Understand why you’re attracted to hedge funds
Meanwhile, when it comes to hedge funds, QIC’s Andrew Whittaker warns institutional investors to be fully aware of what they own and why they own them.
“We’re going into hedge funds eyes wide open. We see a lot of alpha or purported alpha, but it’s really beta masquerading as alpha. So be careful of what you own and why you own it,” Whittaker said.
“The quantitative evidence would suggest that you have to pay up. You have to pay the fees to get that top quartile hedge fund return. And there’s a big disparity between a top quartile hedge fund manager, which can give you a Sharpe [ratio] of four, and a bottom quartile hedge fund manager, which gives you a Sharpe minus 2.7.”
Are hedge funds right for you?
Before adding a hedge fund to your portfolio, consider your financial goals, risk tolerance, and investment horizon.
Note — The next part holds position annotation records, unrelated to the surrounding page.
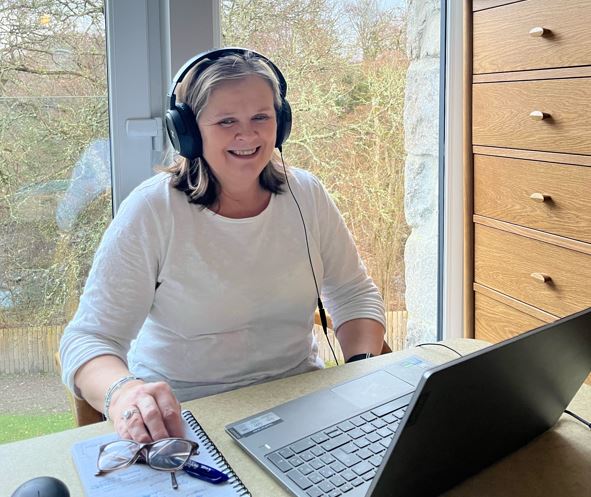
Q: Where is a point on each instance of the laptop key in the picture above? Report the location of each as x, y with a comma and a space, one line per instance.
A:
326, 472
317, 451
400, 412
346, 426
349, 447
325, 486
333, 443
384, 432
315, 492
356, 482
368, 416
346, 487
279, 461
364, 453
361, 442
307, 456
315, 478
305, 469
337, 466
299, 479
286, 453
345, 458
348, 475
372, 437
357, 421
319, 437
338, 480
376, 448
302, 445
356, 433
385, 442
362, 468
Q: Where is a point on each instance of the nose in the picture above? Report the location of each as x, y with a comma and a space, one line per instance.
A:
245, 131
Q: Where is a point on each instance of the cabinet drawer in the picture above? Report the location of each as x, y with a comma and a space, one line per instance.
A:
512, 264
502, 41
562, 194
501, 115
496, 321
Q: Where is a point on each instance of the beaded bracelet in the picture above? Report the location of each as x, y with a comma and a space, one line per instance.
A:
116, 385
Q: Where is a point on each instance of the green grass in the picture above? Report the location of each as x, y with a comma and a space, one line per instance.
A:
15, 427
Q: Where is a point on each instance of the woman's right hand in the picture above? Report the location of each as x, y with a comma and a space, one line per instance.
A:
145, 412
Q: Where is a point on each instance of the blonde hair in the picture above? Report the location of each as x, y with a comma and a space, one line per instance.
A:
195, 177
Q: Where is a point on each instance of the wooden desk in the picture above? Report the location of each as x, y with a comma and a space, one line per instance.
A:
556, 463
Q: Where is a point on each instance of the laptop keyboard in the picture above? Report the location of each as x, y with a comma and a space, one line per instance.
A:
337, 459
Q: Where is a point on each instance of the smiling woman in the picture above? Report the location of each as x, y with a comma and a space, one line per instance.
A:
238, 130
218, 269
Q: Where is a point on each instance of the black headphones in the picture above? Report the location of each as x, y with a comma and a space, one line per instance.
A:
181, 123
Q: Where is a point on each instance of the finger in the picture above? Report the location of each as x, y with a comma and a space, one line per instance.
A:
152, 417
170, 410
134, 423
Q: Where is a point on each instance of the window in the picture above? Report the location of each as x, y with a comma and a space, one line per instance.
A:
363, 78
55, 179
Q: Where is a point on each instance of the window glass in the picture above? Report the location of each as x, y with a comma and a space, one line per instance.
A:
346, 64
55, 186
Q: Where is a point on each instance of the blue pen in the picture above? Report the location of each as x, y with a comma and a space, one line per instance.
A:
203, 472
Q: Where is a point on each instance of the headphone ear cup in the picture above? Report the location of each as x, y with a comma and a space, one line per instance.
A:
283, 123
183, 132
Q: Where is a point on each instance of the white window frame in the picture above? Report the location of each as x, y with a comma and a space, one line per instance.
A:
147, 42
453, 209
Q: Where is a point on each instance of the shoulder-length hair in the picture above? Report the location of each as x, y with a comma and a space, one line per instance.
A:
195, 177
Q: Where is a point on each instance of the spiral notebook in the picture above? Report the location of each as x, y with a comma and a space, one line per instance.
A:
142, 481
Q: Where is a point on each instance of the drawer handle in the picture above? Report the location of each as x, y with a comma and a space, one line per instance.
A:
539, 197
538, 115
541, 277
538, 31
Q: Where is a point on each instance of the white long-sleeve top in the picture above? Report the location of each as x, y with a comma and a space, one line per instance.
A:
208, 303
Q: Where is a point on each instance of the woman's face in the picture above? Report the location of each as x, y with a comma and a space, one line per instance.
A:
238, 128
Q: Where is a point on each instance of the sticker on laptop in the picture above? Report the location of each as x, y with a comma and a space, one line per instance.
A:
255, 425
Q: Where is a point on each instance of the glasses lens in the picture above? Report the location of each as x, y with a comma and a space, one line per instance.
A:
117, 454
169, 454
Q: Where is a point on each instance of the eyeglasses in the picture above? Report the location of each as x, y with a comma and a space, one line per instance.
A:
168, 454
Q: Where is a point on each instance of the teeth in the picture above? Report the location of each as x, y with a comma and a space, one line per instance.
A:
244, 152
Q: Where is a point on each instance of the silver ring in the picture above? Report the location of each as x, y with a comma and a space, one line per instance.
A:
128, 413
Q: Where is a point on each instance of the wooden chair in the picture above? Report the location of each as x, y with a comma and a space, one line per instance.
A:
84, 413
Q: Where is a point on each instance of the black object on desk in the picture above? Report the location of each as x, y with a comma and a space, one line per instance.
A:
42, 486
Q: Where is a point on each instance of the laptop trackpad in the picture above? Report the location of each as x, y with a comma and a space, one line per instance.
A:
372, 389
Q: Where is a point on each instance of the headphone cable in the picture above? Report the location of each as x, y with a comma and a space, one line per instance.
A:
321, 310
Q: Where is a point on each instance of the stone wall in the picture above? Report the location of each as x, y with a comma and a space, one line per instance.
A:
421, 125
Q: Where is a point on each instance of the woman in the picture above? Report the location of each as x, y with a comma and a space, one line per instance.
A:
203, 281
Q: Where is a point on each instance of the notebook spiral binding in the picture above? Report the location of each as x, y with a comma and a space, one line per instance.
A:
219, 458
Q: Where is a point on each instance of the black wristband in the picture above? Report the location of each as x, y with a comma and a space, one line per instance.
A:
359, 357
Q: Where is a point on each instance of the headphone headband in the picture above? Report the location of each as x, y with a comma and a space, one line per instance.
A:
180, 120
213, 55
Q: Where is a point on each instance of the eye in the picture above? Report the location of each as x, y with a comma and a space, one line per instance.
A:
226, 122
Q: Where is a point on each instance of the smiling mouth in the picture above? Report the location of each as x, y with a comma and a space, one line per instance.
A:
244, 153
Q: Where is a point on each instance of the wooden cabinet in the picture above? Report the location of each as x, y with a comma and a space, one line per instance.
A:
528, 163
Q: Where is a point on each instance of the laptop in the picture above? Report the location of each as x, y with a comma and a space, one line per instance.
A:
414, 429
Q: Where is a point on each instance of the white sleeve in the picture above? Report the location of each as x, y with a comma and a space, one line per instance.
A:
119, 290
348, 291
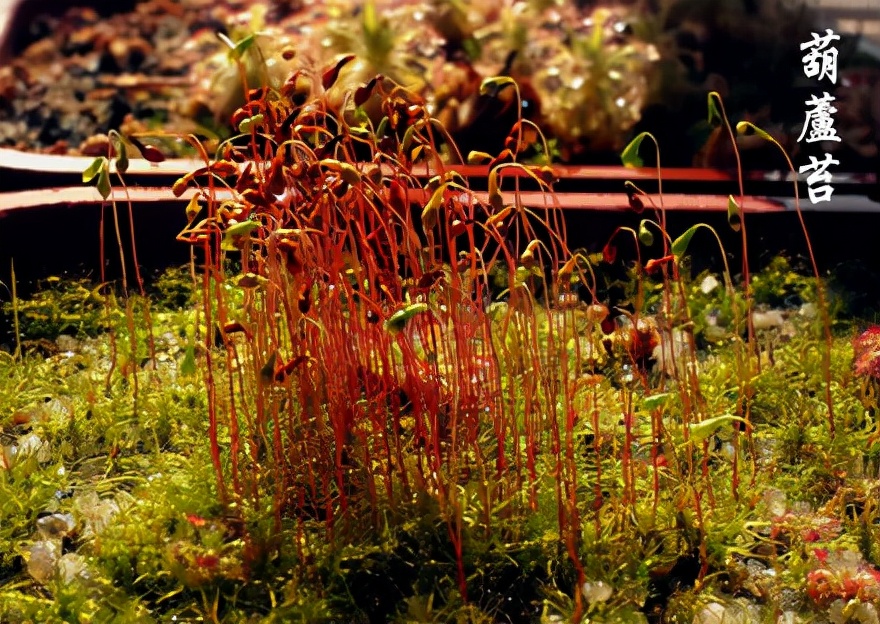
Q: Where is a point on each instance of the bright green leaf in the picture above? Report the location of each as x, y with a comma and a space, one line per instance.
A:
733, 214
630, 155
242, 46
680, 244
744, 127
645, 235
243, 228
397, 321
702, 430
249, 123
715, 117
188, 364
94, 169
493, 85
104, 183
If you are a high-net-worth individual with experience in complex investments and can tolerate the high fees and risks for the potential benefits of diversification and returns, it might be a consideration.
However, for most retail investors, traditional assets like stocks, bonds, and mutual funds offer better transparency, liquidity, and cost-effectiveness.
While retail-friendly options with lower minimums are also emerging, it's important to understand they may not completely replicate traditional hedge funds.